Se quindi audio e estetica ci hanno davvero convinto, qualche perplessità l’abbiamo sulla grafica, ovvero proprio la conta poligonale e la resa su schermo. Non ci sono i “prodigi di illuminazione” di Demon’s Souls tanto per capirci e la natura cross-gen del titolo si nota praticamente a ogni angolo: la mancanza di illuminazione dinamica e la resa di certe texture, in effetti, ogni tanto, fa perdere un po’ la magia del contesto. Altro punto dolente, al netto che durante la demo non si può combattere né fare null’altro che non sia esplorare gli ambienti e raccogliere gli oggetti, è il combat-system, mostrato per qualche manciata di secondi durante lo showcase.
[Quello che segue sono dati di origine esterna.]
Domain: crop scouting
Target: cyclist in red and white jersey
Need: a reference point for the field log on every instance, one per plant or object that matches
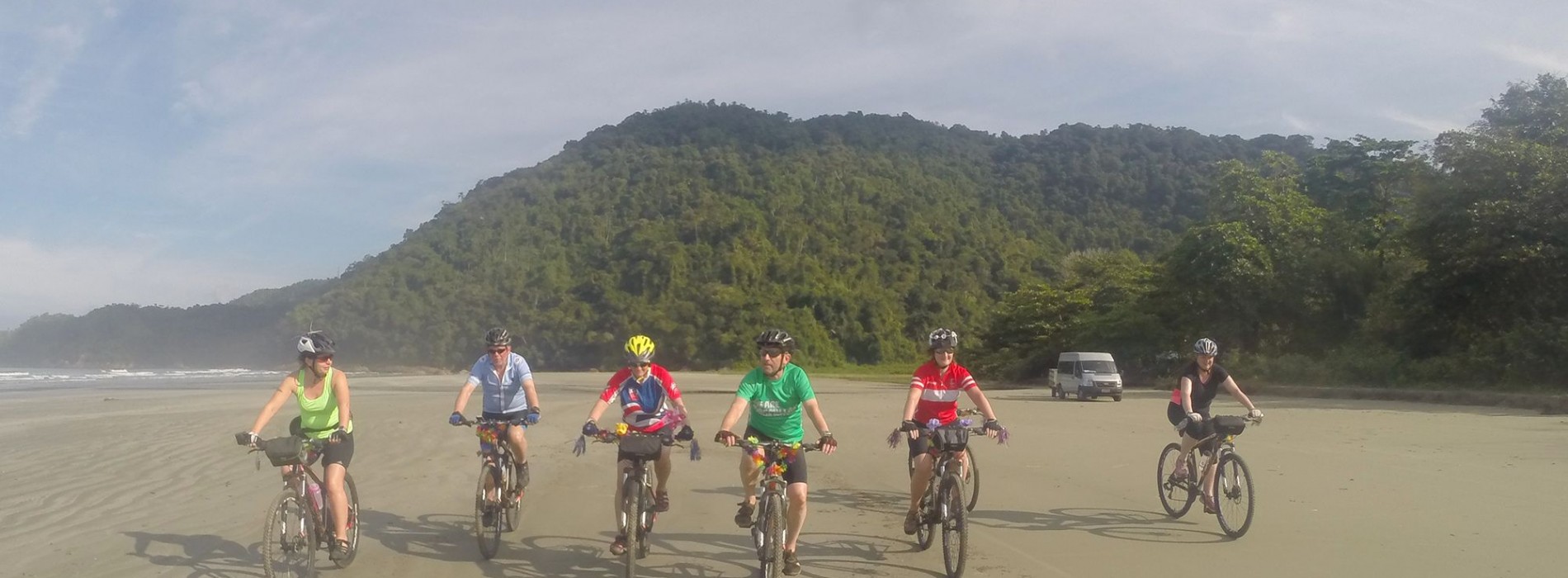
(649, 401)
(933, 395)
Nonostante sia stato ricordato che quanto veniva mostrato era tratto da una versione ancora non completa del gioco, certi movimenti scattosi, alcune animazioni non pulitissime e, soprattutto, certe reazioni dei nemici veramente troppo basiche ci hanno lasciato qualche dubbio. Tuttavia è davvero troppo presto per parlarne. Così come del resto è molto prematuro discutere della, apparente, deriva soprannaturale di una serie che, negli anni, ci aveva abituato a giustificare tutto, anche le follie più assurde, utilizzando basi più o meno scientifiche e appellandosi alla biologia o alla genetica (la famosa “scienza pazza” tanto amata dai fan). Questa volta, almeno all’apparenza lo ripetiamo, ci sembra tutta un’altra storia.

Ciò che possiamo ancora ribadire è che la demo, nella sua brevità, ci ha lasciato molta acquolina in bocca. La villa/castello, fortemente ispirata alla Villa Spencer del primo, mitologico, capitolo della serie, ci ha conquistato e non vediamo l’ora di spaventarsi a manetta esplorandone i corridoi, buttando un occhio negli anfratti e risolvendo gli enigmi e i puzzle ambientali che, a quanto riferito durante lo show, sono finalmente tornati. Se vi è piaciuto Resident Evil 7, siamo certi, impazzirete per Lady Dimitrescu. Ah, un’ultima cosa: è stata annunciata, ancora a data da destinarsi, una seconda demo, questa volta multipiattaforma. Vi terremo aggiornati. Sperando possa uscire a mezzogiorno a questo giro.